Agora, os escândalos reais se sucedem. Enquanto o governo conservador de Mariano Rajoy corta o orçamento social e a Espanha se submete aos ditados da Alemanha, com o povo em desespero protestando nas ruas, revela-se que as despesas da Casa Real chegam a quase seiscentos milhões de euros, incluídos os gastos com as viagens, a manutenção dos numerosos palácios, a segurança da família do soberano pelas forças armadas e outras despesas indiretas.
A insensibilidade do Rei diante do sofrimento do povo que chega, até mesmo, ao escárnio, em certos momentos, como nas caçadas aos elefantes da África e aos ursos da Romênia, vem retirando a credibilidade de seus súditos. Tanto nos meios intelectuais, quanto entre os trabalhadores espanhóis, começa a adensar-se um movimento para o fim do sistema monárquico e a instauração de uma república democrática.
Ontem, a Espanha foi às ruas, em oitenta cidades, para protestar contra a aprovação de medidas de arrocho contra os trabalhadores, entre elas o fim do 13º salário.
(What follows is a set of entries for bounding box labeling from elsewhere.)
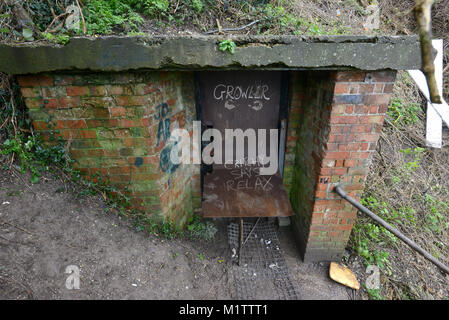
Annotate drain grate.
[228,219,298,300]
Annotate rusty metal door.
[197,71,293,217]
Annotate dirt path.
[0,170,350,299]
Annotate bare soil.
[0,170,352,299]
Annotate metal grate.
[228,219,298,300]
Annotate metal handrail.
[334,186,449,274]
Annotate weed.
[364,285,385,300]
[218,39,236,54]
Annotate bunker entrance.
[197,71,293,218]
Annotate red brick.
[330,116,358,124]
[80,130,97,139]
[89,86,106,96]
[106,86,123,95]
[371,71,396,82]
[360,115,384,124]
[25,98,43,109]
[33,121,49,130]
[363,94,390,105]
[326,151,350,160]
[359,83,374,93]
[20,87,41,98]
[109,107,126,117]
[120,119,142,128]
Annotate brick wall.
[284,71,395,261]
[18,72,201,227]
[18,71,395,261]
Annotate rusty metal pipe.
[334,186,449,274]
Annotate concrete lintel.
[0,36,421,74]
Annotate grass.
[350,74,449,299]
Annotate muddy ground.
[0,170,354,299]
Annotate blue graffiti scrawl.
[154,103,179,187]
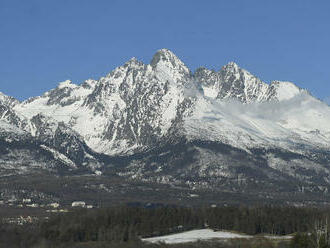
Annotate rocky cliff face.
[0,49,330,196]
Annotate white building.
[48,202,60,208]
[71,201,86,208]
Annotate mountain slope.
[0,49,330,200]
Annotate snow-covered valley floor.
[142,229,292,244]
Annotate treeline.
[0,206,330,247]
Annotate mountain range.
[0,49,330,205]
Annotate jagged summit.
[57,80,78,89]
[0,49,330,200]
[221,61,241,73]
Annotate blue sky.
[0,0,330,100]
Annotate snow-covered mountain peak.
[222,61,241,73]
[150,48,190,75]
[0,91,19,106]
[269,81,307,101]
[57,80,78,89]
[124,57,144,68]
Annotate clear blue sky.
[0,0,330,100]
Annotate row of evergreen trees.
[0,206,330,247]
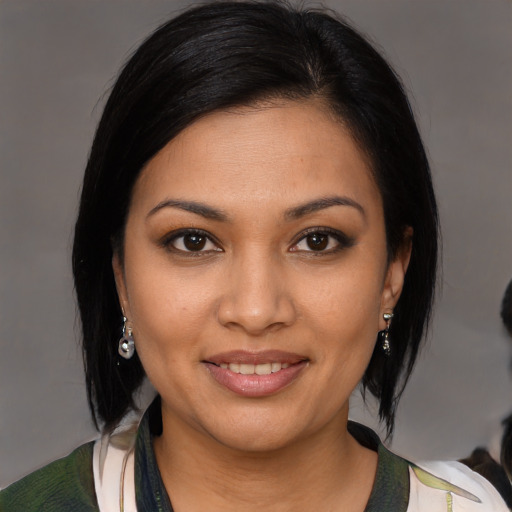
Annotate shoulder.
[0,442,98,512]
[408,461,509,512]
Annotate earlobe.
[112,252,131,318]
[380,227,413,330]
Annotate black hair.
[73,1,438,433]
[500,280,512,336]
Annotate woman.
[0,2,506,512]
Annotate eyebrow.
[284,196,366,220]
[147,196,366,222]
[147,199,228,222]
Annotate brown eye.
[163,230,222,255]
[290,227,355,256]
[183,234,208,251]
[306,233,329,251]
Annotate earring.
[117,316,135,359]
[382,313,394,356]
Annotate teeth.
[272,363,281,373]
[240,364,254,375]
[225,363,290,375]
[254,363,272,375]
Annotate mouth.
[202,351,309,397]
[215,361,290,375]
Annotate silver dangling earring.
[118,316,135,359]
[382,313,394,356]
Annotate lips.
[203,350,309,397]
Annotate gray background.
[0,0,512,487]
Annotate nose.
[218,251,296,336]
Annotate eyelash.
[161,227,355,257]
[291,226,355,256]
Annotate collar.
[135,398,409,512]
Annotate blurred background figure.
[461,280,512,509]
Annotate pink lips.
[203,350,308,397]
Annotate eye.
[290,228,354,253]
[164,229,222,253]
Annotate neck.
[154,406,377,512]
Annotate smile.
[203,350,309,398]
[219,362,290,375]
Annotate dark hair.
[73,1,438,432]
[500,280,512,336]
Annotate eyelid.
[159,228,223,256]
[292,226,355,256]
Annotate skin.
[113,101,410,512]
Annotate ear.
[379,226,413,330]
[112,251,131,319]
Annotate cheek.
[125,250,214,358]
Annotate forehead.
[133,102,380,216]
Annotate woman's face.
[114,102,408,450]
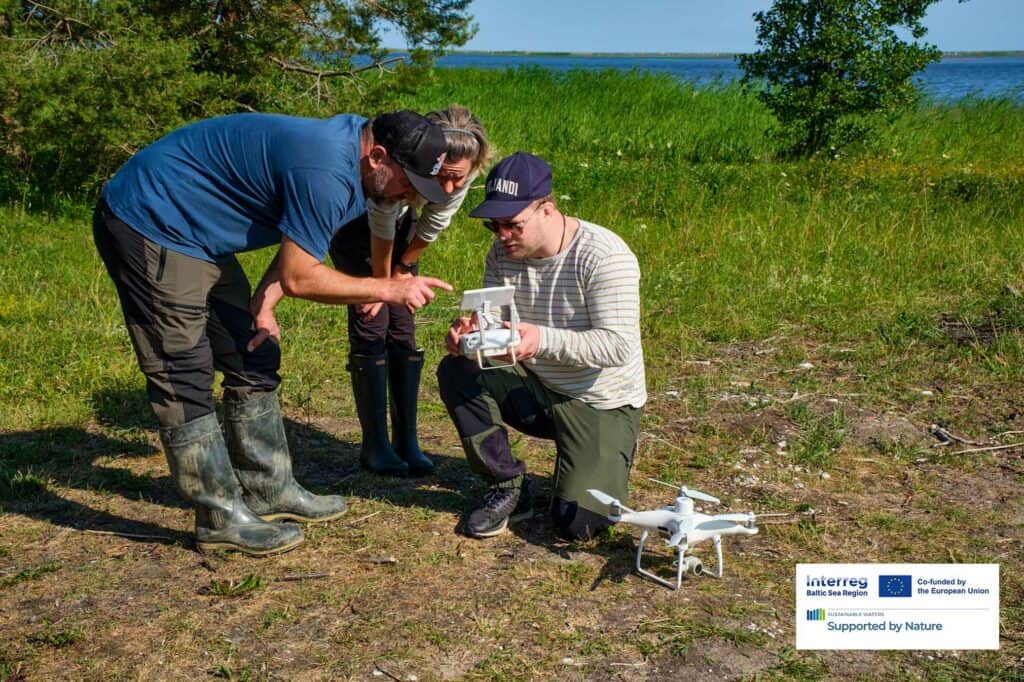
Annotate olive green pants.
[437,355,642,537]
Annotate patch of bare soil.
[0,339,1024,681]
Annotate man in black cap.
[93,107,451,555]
[437,152,647,539]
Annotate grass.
[0,70,1024,680]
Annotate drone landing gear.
[637,529,722,590]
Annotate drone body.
[588,481,758,590]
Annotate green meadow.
[0,69,1024,679]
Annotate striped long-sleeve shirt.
[483,220,647,410]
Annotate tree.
[739,0,965,156]
[0,0,476,196]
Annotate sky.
[383,0,1024,52]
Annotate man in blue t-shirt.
[93,111,452,555]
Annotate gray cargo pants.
[92,200,281,426]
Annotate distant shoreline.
[385,48,1024,59]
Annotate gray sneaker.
[466,479,534,538]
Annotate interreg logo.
[879,576,913,597]
[807,576,867,597]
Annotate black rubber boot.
[224,393,347,522]
[387,350,434,476]
[348,353,409,476]
[160,414,302,556]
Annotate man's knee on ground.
[551,498,612,540]
[436,355,477,403]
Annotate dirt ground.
[0,339,1024,681]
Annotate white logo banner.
[797,563,999,649]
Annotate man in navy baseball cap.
[437,152,647,539]
[469,152,551,218]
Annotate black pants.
[437,355,642,539]
[329,207,418,355]
[92,201,281,426]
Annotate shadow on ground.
[0,389,614,561]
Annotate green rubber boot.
[348,353,409,476]
[154,414,303,556]
[224,392,347,523]
[387,349,434,476]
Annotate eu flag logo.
[879,576,910,597]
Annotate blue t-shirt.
[103,114,367,262]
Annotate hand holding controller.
[459,287,521,370]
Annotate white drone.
[459,287,520,370]
[587,478,758,590]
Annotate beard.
[370,165,394,202]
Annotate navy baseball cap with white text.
[373,110,447,204]
[469,152,551,218]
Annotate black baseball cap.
[372,110,447,204]
[469,152,551,218]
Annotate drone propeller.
[587,488,633,514]
[714,513,754,523]
[647,478,722,505]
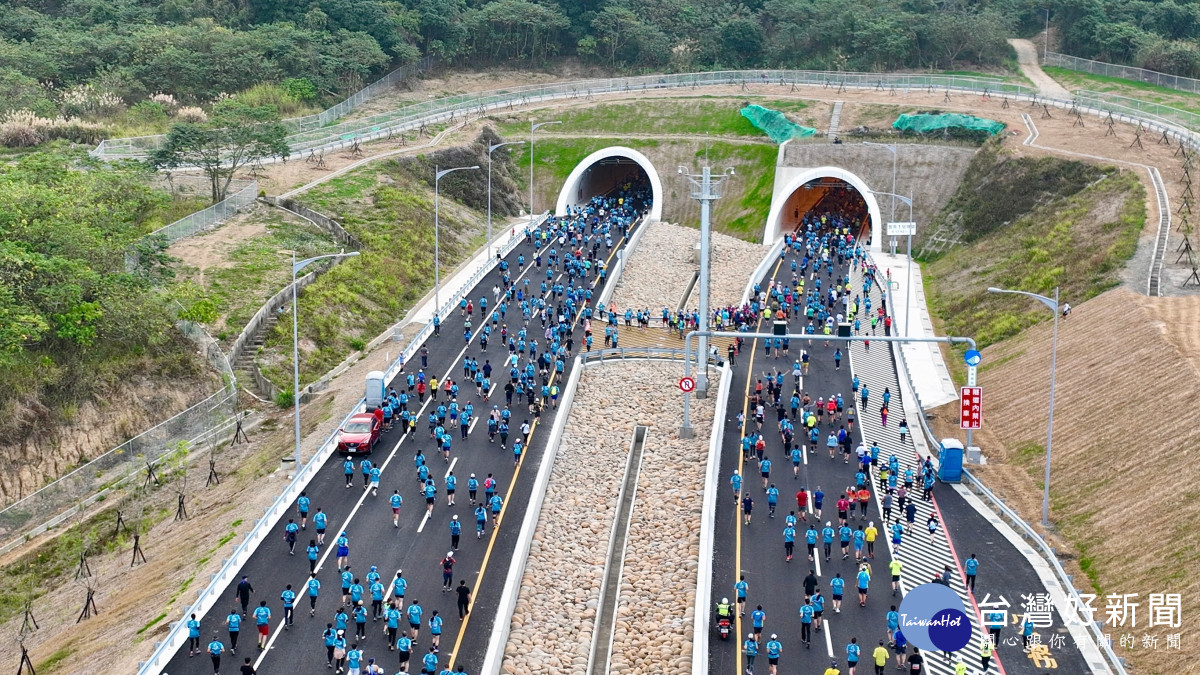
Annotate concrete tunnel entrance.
[554,145,662,221]
[763,167,882,245]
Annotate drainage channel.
[588,425,648,675]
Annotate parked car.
[337,412,383,455]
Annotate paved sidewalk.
[850,255,1093,674]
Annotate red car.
[337,412,383,454]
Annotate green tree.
[150,100,288,203]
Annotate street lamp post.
[988,286,1058,527]
[292,251,359,472]
[529,120,563,227]
[869,190,916,338]
[433,165,479,315]
[679,166,733,399]
[863,141,912,256]
[487,141,532,257]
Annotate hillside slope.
[979,288,1200,673]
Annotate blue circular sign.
[900,584,971,652]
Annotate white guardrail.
[868,253,1127,675]
[691,362,733,675]
[138,214,547,675]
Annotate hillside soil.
[9,73,1200,674]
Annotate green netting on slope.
[742,106,817,143]
[892,113,1004,136]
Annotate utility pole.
[679,166,733,399]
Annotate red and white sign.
[959,387,983,429]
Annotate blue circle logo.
[899,584,971,652]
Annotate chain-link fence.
[0,321,239,552]
[91,55,436,159]
[91,70,1036,160]
[1045,52,1200,94]
[125,180,258,271]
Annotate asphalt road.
[166,213,641,675]
[709,246,900,675]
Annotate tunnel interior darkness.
[779,177,871,239]
[554,147,662,220]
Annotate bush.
[280,77,317,101]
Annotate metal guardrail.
[1045,52,1200,94]
[125,180,258,271]
[868,253,1127,675]
[0,322,239,552]
[91,70,1036,159]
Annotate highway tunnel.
[763,167,882,244]
[554,147,662,220]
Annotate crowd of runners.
[714,205,991,675]
[174,181,650,675]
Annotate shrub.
[175,106,209,124]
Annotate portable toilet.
[937,438,962,483]
[366,370,385,410]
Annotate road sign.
[959,387,983,429]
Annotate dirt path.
[1008,38,1072,101]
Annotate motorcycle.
[716,616,733,640]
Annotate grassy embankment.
[259,136,518,389]
[1042,66,1200,114]
[923,138,1146,357]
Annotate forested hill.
[0,0,1037,114]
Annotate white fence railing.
[90,55,436,159]
[1045,52,1200,94]
[91,70,1034,159]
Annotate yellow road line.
[729,258,784,675]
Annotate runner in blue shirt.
[187,614,200,656]
[800,599,816,649]
[767,633,784,675]
[421,647,438,675]
[296,492,312,530]
[309,572,320,612]
[733,574,750,616]
[388,490,404,527]
[408,601,425,641]
[846,638,862,673]
[391,569,408,609]
[430,609,442,653]
[475,502,487,539]
[858,565,871,607]
[209,633,224,675]
[312,508,329,546]
[226,608,241,653]
[750,604,767,643]
[254,601,271,650]
[962,554,979,593]
[280,584,296,631]
[829,572,846,614]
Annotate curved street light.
[988,286,1058,527]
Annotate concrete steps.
[826,101,845,141]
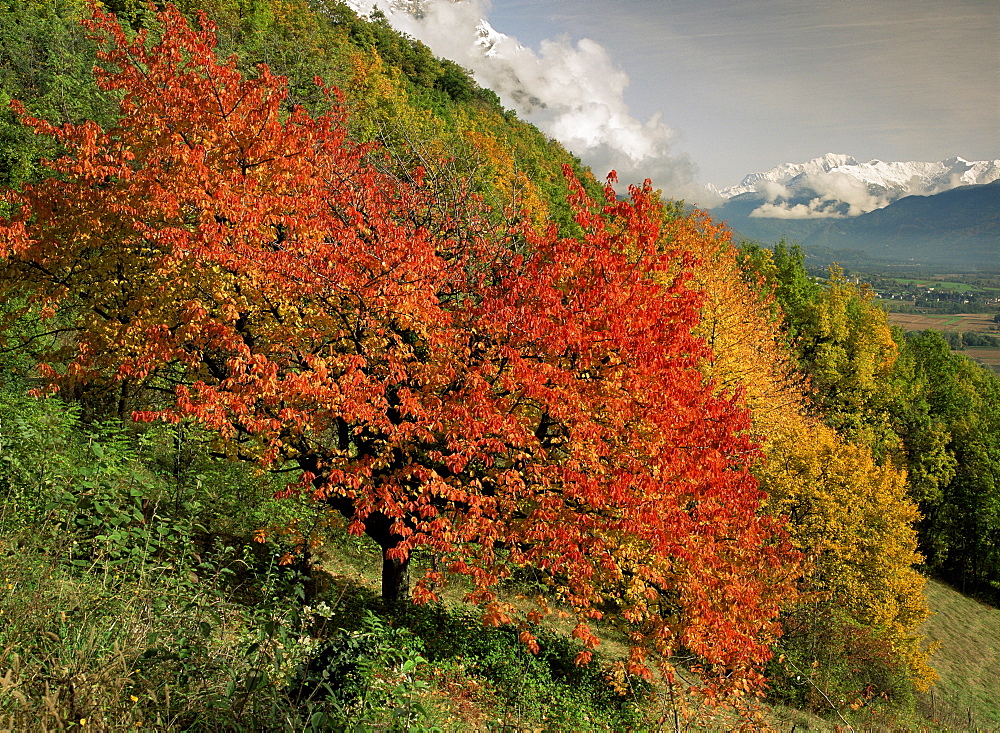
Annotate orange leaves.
[0,2,794,700]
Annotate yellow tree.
[665,213,933,700]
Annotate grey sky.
[487,0,1000,187]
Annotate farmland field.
[889,313,1000,333]
[959,346,1000,374]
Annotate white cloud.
[750,171,891,219]
[358,0,707,197]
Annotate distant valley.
[711,155,1000,271]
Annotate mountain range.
[711,154,1000,270]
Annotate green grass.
[893,277,1000,293]
[919,581,1000,730]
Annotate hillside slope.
[920,580,1000,730]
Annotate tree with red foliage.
[0,8,796,686]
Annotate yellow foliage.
[665,207,935,688]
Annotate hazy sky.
[376,0,1000,200]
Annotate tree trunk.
[382,547,410,606]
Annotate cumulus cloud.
[750,171,891,219]
[358,0,707,204]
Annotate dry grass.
[920,580,1000,730]
[889,313,1000,333]
[962,346,1000,374]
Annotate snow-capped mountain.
[710,153,860,199]
[716,153,1000,214]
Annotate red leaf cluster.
[0,8,794,692]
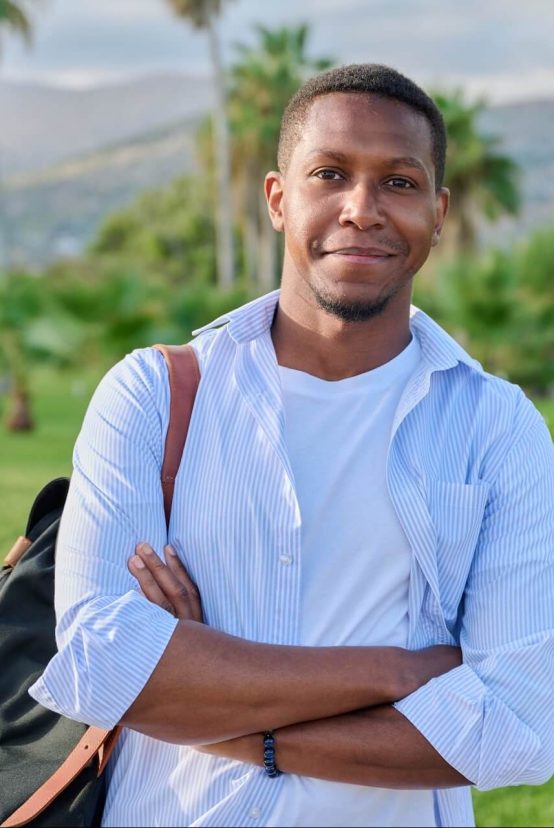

Em Madri, os bombeiros e os policiais civis, chegaram a solidalizar-se com os manifestantes, e se opuseram a participar da repressão. Um grupo, com seus capacetes postos, desnudou-se. Um cartaz explicava que o governo os deixara “en pelotas”. O clima era o da véspera de grandes acontecimentos.
As nossas relações com a Espanha monárquica devem ser reavaliadas. Com todas as suas dificuldades atuais, as elites espanholas continuam a tratar-nos como se fôssemos colônia de Madri – o que só fomos, e por acidente histórico, entre 1580 e 1640. Em 1580, depois da morte de D. Sebastião, no norte da África, e de seu sucessor, o Cardeal D. Henrique, o trono de Portugal foi ocupado por Felipe II, tio de D. Sebastião. A coroa só foi recuperada para os portugueses, em 1640, pelo Duque de Bragança.
As grandes virtudes do povo espanhol sempre foram, e continuam a ser, insultadas pela sua anacrônica, cara e ociosa nobreza, por nascimento ou pelo êxito nos negócios. E, ao longo de sua história, talvez a Espanha não tenha tido família real tão insignificante, e tão corrompida como a de agora.
As dificuldades econômicas da Espanha de hoje são o resultado desse espírito de presunçosa superioridade de suas elites. Ao entrar para a Comunidade Econômica Européia, e obter vultosos recursos do grupo, os espanhóis, em lugar de investi-los no interior do país, usaram-nos para adquirir empresas na América Latina, principalmente no Brasil. Era uma nova forma de colonialismo que, apesar do saqueio, manso e “legal” de nossos recursos, principalmente depois da embasbacada regência de Fernando Henrique Cardoso, não serviu ao povo espanhol, embora tenha enriquecido muitos banqueiros.
Agora, o próprio genro do Rei é acusado de agir como criminoso, ao lavar dinheiro mal havido e transferir, só para Luxemburgo, mais de 700.000 euros. Suspeita-se de que muito mais dinheiro não honrado foi remetido para o Exterior. Esse genro, Iñaki Undagarin, recebe mais de um milhão de euros por ano, como conselheiro da Telefónica de Espanha para a América Latina. E na América Latina, quem contribui com mais lucros para a empresa espanhola é exatamente o Brasil.
A nossa postura é de solidariedade para com o povo espanhol. Esse grande povo nada tem a ver com esses señoritos que ainda se imaginam no tempo de Carlos V e de Felipe II. Estar com o povo espanhol é não favorecer aqueles que o oprimem.